In the case of Spade, her name and brand were iconic. A true entrepreneur, she built her company from nothing, leaving an indelible mark on so many. Many of my friends and colleagues still fondly recall their first Kate Spade bag. (Many of them still have it.) There was no question of how much her work was loved, no doubt about her contributions to the world of fashion.
As for Bourdain, well, wasn't he who we all wanted to be? Larger than life, yet unapologetically himself. Willing to say what he thought but without judging you in the process. He lived the life so many want - travel the world over, experience different cultures and their foods, and connect at a human level, regardless of personal politics, religion, or the social and cultural dogma that we succumb to far too often.
These two were success stories in every traditional sense of the word. But clearly, that wasn't enough for them.
And I can't understand why.
I want to make sense of it, because I'd like a simple answer that would explain it all. Something that would give me comfort, something that would explain what, on the surface, werw clearly irrational acts.

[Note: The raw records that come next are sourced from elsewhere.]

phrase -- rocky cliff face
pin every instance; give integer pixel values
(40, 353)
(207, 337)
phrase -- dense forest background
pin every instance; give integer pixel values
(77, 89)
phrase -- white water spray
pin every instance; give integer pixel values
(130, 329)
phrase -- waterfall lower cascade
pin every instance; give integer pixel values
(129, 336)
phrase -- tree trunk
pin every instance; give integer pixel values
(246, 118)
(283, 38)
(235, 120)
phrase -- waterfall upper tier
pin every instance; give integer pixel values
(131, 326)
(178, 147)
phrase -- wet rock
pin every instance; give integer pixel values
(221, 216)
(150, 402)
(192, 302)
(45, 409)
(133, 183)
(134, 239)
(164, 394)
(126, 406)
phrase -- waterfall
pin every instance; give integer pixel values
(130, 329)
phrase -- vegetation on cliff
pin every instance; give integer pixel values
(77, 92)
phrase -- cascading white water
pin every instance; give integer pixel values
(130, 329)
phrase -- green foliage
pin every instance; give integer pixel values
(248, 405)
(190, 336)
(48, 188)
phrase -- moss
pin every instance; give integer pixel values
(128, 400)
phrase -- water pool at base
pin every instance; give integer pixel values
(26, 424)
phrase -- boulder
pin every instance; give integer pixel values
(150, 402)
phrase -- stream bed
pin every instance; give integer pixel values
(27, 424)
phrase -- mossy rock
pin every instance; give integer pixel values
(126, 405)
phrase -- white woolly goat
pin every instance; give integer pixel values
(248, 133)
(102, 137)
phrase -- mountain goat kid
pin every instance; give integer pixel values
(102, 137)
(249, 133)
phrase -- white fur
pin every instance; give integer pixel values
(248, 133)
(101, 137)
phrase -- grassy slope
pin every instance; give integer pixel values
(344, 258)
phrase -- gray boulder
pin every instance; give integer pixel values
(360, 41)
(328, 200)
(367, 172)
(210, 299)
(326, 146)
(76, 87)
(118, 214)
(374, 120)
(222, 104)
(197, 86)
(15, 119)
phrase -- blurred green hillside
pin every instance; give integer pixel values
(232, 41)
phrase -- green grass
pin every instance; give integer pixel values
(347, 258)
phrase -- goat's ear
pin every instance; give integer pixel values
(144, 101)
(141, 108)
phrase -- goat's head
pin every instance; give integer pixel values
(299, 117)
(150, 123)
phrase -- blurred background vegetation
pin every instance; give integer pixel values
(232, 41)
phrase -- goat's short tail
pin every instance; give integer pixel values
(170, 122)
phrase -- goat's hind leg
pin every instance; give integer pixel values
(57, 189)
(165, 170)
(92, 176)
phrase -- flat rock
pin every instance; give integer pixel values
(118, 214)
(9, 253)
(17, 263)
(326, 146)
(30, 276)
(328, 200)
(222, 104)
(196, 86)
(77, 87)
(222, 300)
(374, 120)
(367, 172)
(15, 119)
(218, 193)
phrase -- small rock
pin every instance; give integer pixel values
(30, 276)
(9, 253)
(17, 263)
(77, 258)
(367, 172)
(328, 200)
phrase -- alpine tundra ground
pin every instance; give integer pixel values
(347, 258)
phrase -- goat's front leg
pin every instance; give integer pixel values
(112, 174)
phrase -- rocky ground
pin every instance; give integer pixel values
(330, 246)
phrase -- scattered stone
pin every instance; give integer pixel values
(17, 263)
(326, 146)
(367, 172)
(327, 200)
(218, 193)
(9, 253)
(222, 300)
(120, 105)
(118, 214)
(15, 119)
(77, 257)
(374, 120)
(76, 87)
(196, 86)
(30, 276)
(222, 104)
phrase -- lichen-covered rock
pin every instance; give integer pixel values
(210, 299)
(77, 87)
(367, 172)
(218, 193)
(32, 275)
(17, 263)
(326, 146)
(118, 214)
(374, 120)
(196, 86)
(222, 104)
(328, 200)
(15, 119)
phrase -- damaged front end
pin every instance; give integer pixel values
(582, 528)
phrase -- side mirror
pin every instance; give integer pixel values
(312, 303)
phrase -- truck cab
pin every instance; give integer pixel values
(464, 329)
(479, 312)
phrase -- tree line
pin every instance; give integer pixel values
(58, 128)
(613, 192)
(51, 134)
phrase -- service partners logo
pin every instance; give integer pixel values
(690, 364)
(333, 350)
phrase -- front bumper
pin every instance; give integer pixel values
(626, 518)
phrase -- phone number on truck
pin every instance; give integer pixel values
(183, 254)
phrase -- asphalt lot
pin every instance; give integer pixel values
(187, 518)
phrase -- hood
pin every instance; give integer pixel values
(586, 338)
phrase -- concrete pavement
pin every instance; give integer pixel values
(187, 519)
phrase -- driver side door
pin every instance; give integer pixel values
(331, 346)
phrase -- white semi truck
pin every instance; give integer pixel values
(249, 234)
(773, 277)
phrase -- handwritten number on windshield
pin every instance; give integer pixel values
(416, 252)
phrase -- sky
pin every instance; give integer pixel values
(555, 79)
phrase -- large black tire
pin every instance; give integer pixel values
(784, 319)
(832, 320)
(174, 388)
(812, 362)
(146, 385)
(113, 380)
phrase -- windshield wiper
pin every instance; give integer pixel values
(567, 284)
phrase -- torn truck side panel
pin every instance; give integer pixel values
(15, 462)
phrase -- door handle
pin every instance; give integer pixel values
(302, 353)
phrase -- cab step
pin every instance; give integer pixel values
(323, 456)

But I also get that that's kind of selfish. Of course, I'd love an answer, because it would allow me to put these deaths into some neat, predefined box - one that would make it easy for me to explain it to my kids, to file it away as "that's what happens when you do XYZ". But that's never going to happen.
Because I also get that there's far more complexity to the situation than any of us can know or understand. You know, when I was growing up, my default view of suicide was that it was the coward's way out. That if you had issues or problems, then there was a simple solution: toughen up, find the answer and solve it. Sure, I reasoned, it may not be easy, but, really, you had no choice, right? Because, really, no one wants to be a coward, right? These are the simple luxuries of youth.
As I've grown older, as I've realized that the world isn't black and white, as I've grappled with life, as I've understood more about our human experience, I've come to appreciate that there are more complexities at work here than I can possibly understand.
That there isn't a simple answer, or a straight line path. That simple 'will' cannot always do it.
That an individual's mental make up, their mental health, is a complex cocktail of a host of factors, from childhood experiences to parental actions to societal/cultural/religious influences to personal biological make up (and so much more). And that any decisions they (or we) take cannot be boiled down to simplistic explanations based on our own belief systems, judgements and ideas.
Of course, it goes without saying (though I'll say it anyway) that I, personally, don't accept suicide as ever being the answer. I'm just saying that there are deeper reasons, deeper complexities than what we can understand on the surface, from our vantage point.
But it also goes without saying, that we must keep trying, starting where we can - with those around us.
It's incumbent on all of us, to look out for our loved ones and our friends and our colleagues, paying attention to them as people and not as mere roles or job titles or positions. To recognize them as people first and to not make simplistic judgements. And to not be afraid to put ourselves out there, and ask if they're ok.
Because no matter how perfect we think the house is, we'll never know what's really going on, on the inside until you've lived there.